1970. The White House Plays Games with the Education Bill

Juggling with the Country's Future
"Police and student demonstrators facing off in an antiwar march down the I-5 freeway during the May 1970 student strike" (source)
Bill Downs

ABC Washington

August 19, 1970

Simply on the face of it, a country that spends more than $70 billion for military defense and then quibbles about spending less than $5 billion for education has got a screw loose somewhere in its national priorities.

And when presidential politics gets into the education act, such juggling with the intellectual future of the United States becomes downright immoral.

When the Senate voted an overwhelming 77 to 16 yesterday to override President Nixon's veto and to authorize $4.4 billion for federal aid to education, it brought to an end a shoddy little game of political football that brings little credit to the team players at the White House or in Congress.

Mr. Nixon said he vetoed the bill because it exceeded his education spending proposals by more than $450 million. He called it "extravagant and inflationary," a recurring Republican label which the administration is trying to pin on the Democratically-controlled Congress.

However, ABC White House correspondent Bill Gill reports that the president finally decided on the veto only after he had received assurances from Republican congressional leaders that there were enough votes in the House and the Senate to override his action. The fact that 23 Republican senators joined 54 Democrats, and 77 Republican congressmen joined 212 Democrats in the House of Representatives to kill the veto, seems to be ample evidence that the GOP leadership got the word around that the White House really only was playing games with the education bill.

However, if the president's intent was to pin a spendthrift label on the Democratic Congress and thus place blame for the continuing national inflation, the tactic may have backfired. Too many congressional Republicans got involved.

What is even more disturbing is the changing national attitude toward American public schooling and higher education—an insipient kind of "know-nothingism."

In my youth even during the Great Depression when the colleges and universities were begging for students, the parents skimped and saved because they were determined their children would get the education the parents had missed.

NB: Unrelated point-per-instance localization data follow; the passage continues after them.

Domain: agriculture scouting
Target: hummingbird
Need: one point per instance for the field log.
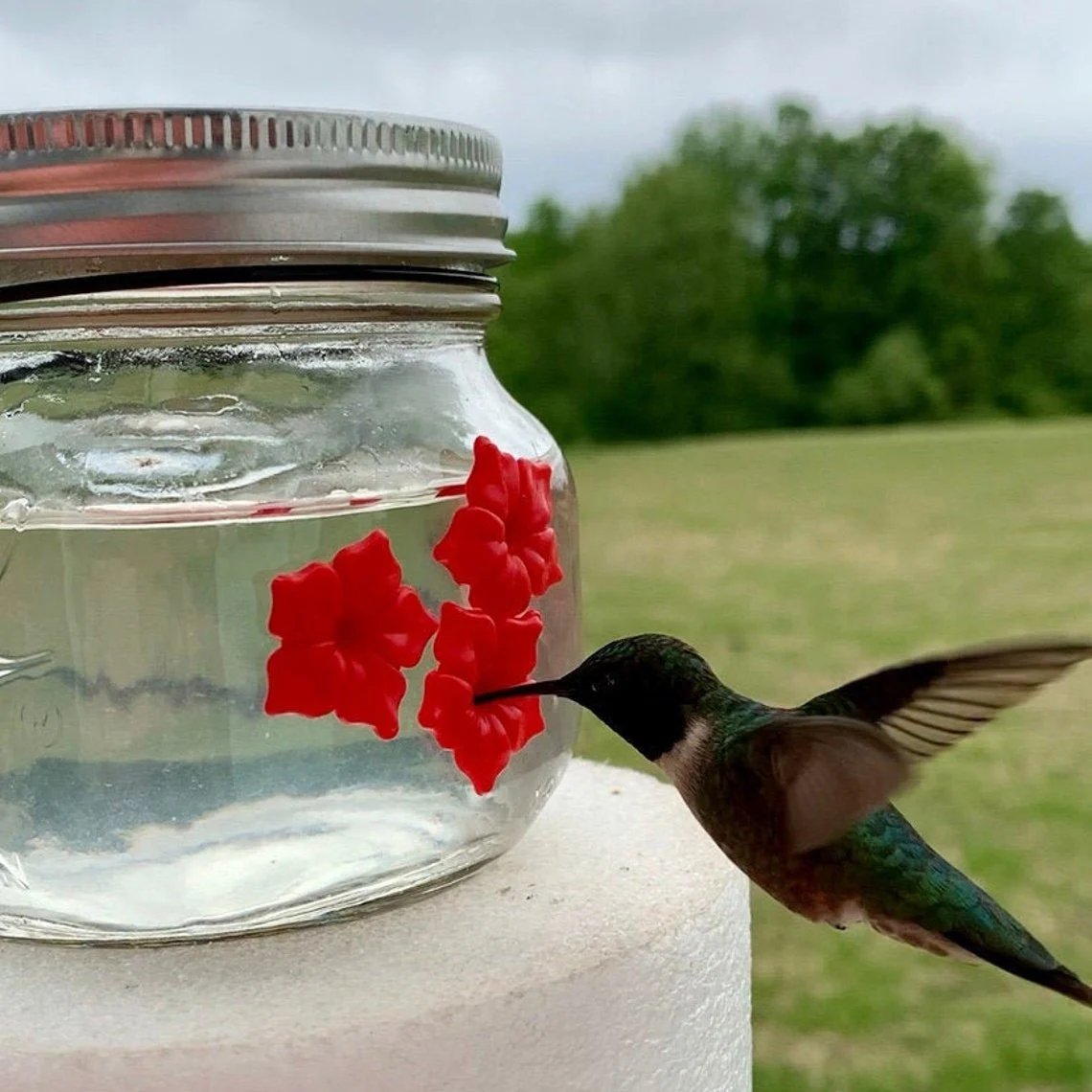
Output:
(800, 797)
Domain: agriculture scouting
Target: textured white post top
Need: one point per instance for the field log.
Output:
(609, 950)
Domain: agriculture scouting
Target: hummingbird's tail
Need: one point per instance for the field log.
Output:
(1059, 979)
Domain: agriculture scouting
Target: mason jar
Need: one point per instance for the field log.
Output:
(267, 520)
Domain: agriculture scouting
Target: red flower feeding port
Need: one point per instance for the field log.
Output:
(348, 629)
(500, 544)
(475, 653)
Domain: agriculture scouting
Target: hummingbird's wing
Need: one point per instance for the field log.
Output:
(832, 772)
(926, 706)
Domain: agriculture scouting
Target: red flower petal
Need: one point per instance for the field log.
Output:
(485, 761)
(506, 592)
(306, 603)
(476, 652)
(407, 629)
(519, 639)
(369, 574)
(371, 692)
(445, 701)
(493, 478)
(472, 544)
(303, 679)
(501, 545)
(348, 629)
(465, 639)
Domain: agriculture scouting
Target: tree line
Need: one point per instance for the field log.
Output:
(774, 272)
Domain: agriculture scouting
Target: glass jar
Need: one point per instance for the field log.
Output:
(235, 346)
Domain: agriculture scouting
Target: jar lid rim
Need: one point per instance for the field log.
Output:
(90, 190)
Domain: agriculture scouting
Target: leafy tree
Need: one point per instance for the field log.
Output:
(774, 271)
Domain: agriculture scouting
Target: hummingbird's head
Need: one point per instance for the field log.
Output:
(645, 688)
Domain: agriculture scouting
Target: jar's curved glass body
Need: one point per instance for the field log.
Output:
(163, 457)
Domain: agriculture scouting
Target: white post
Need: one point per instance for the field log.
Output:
(608, 951)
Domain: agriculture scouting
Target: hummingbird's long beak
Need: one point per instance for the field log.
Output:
(524, 691)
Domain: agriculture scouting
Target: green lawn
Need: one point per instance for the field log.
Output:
(795, 562)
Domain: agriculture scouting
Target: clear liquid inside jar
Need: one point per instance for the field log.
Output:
(163, 457)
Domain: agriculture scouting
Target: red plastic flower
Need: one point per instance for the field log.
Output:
(501, 543)
(346, 631)
(475, 653)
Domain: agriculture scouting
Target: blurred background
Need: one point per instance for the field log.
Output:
(747, 231)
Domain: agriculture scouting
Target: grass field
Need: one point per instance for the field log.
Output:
(796, 562)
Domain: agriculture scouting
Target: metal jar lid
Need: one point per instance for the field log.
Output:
(92, 193)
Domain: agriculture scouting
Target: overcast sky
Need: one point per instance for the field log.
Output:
(581, 90)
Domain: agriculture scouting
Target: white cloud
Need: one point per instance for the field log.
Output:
(580, 90)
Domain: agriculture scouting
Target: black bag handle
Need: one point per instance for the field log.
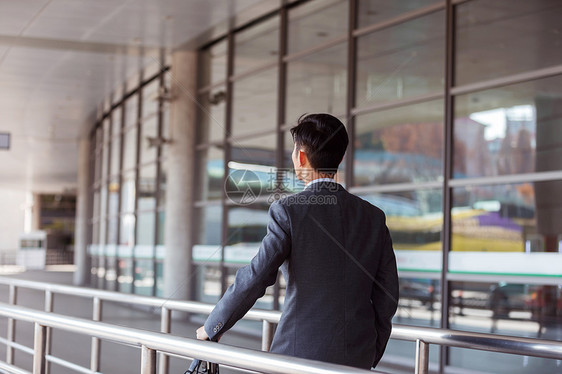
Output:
(202, 367)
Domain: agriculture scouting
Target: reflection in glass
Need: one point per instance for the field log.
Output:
(256, 45)
(145, 228)
(509, 130)
(208, 283)
(149, 95)
(419, 303)
(104, 162)
(414, 218)
(491, 38)
(211, 173)
(503, 218)
(315, 23)
(130, 149)
(527, 310)
(252, 171)
(401, 145)
(161, 228)
(213, 63)
(128, 193)
(159, 277)
(127, 230)
(212, 115)
(131, 111)
(103, 213)
(317, 83)
(144, 277)
(125, 278)
(149, 129)
(147, 188)
(255, 103)
(95, 232)
(115, 155)
(210, 218)
(116, 122)
(111, 266)
(375, 11)
(402, 61)
(247, 226)
(162, 191)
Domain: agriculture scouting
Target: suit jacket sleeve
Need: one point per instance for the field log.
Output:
(251, 281)
(385, 296)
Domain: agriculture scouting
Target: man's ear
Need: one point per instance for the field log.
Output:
(302, 158)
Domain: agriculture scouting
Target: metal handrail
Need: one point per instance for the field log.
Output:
(267, 317)
(423, 336)
(124, 298)
(150, 342)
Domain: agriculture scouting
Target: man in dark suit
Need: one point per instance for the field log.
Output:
(336, 255)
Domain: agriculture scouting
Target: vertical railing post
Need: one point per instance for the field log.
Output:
(95, 349)
(39, 340)
(165, 327)
(267, 335)
(48, 339)
(422, 357)
(11, 333)
(148, 360)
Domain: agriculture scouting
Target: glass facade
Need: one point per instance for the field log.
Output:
(455, 135)
(128, 188)
(453, 109)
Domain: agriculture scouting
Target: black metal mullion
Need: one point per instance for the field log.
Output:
(351, 75)
(227, 154)
(120, 204)
(281, 118)
(137, 174)
(448, 171)
(158, 176)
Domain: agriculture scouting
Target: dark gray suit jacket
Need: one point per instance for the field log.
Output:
(336, 255)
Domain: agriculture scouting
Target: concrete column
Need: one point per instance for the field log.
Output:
(36, 213)
(180, 176)
(81, 275)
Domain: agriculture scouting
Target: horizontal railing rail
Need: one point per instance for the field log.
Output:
(151, 342)
(423, 336)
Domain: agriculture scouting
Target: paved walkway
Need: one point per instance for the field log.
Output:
(115, 358)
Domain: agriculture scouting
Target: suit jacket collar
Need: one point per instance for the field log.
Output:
(330, 185)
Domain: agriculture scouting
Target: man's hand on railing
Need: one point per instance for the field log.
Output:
(202, 334)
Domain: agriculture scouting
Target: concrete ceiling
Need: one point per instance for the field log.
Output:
(60, 58)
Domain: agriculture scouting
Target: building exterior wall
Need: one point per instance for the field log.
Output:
(449, 110)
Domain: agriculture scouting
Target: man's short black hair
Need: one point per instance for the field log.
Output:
(324, 139)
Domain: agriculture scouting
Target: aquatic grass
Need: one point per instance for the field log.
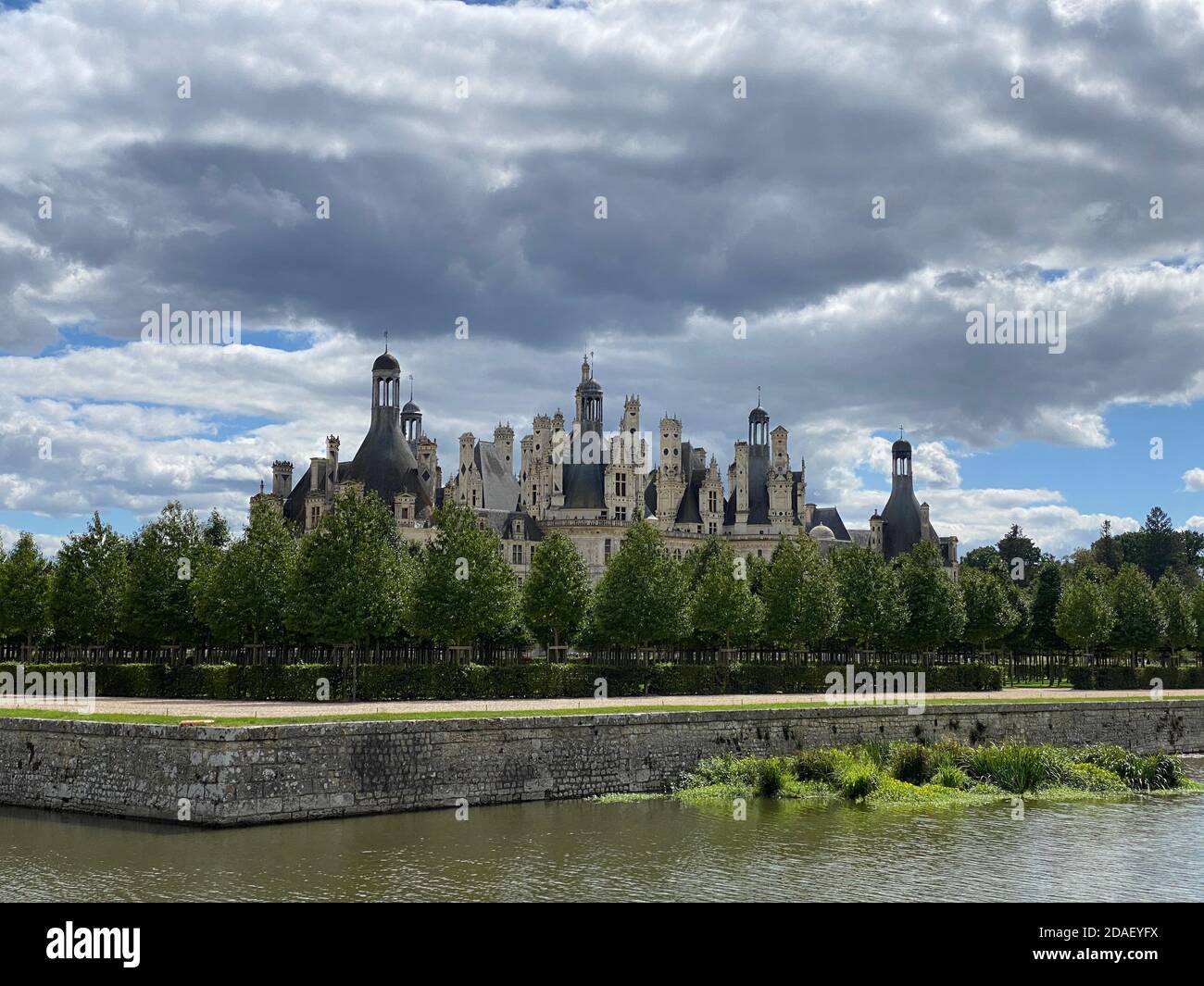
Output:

Now the public school and higher education system is under attack from segregationists, north and south. A minority of professional students and amateur revolutionaries demanding relevance have been allowed to disrupt the education of the majority.

And one of the more shocking statements in my opinion ever uttered by a US public official was made by—guess who—Vice President Agnew. In a recent speech, Mr. Agnew allowed as how people would have to get over the idea that every American youth has to go to college. Okay, so we'll have a dumb country.

Like everything else, the cost of education has soared. But contrary to President Nixon, it is not inflationary. It's an investment in the American future.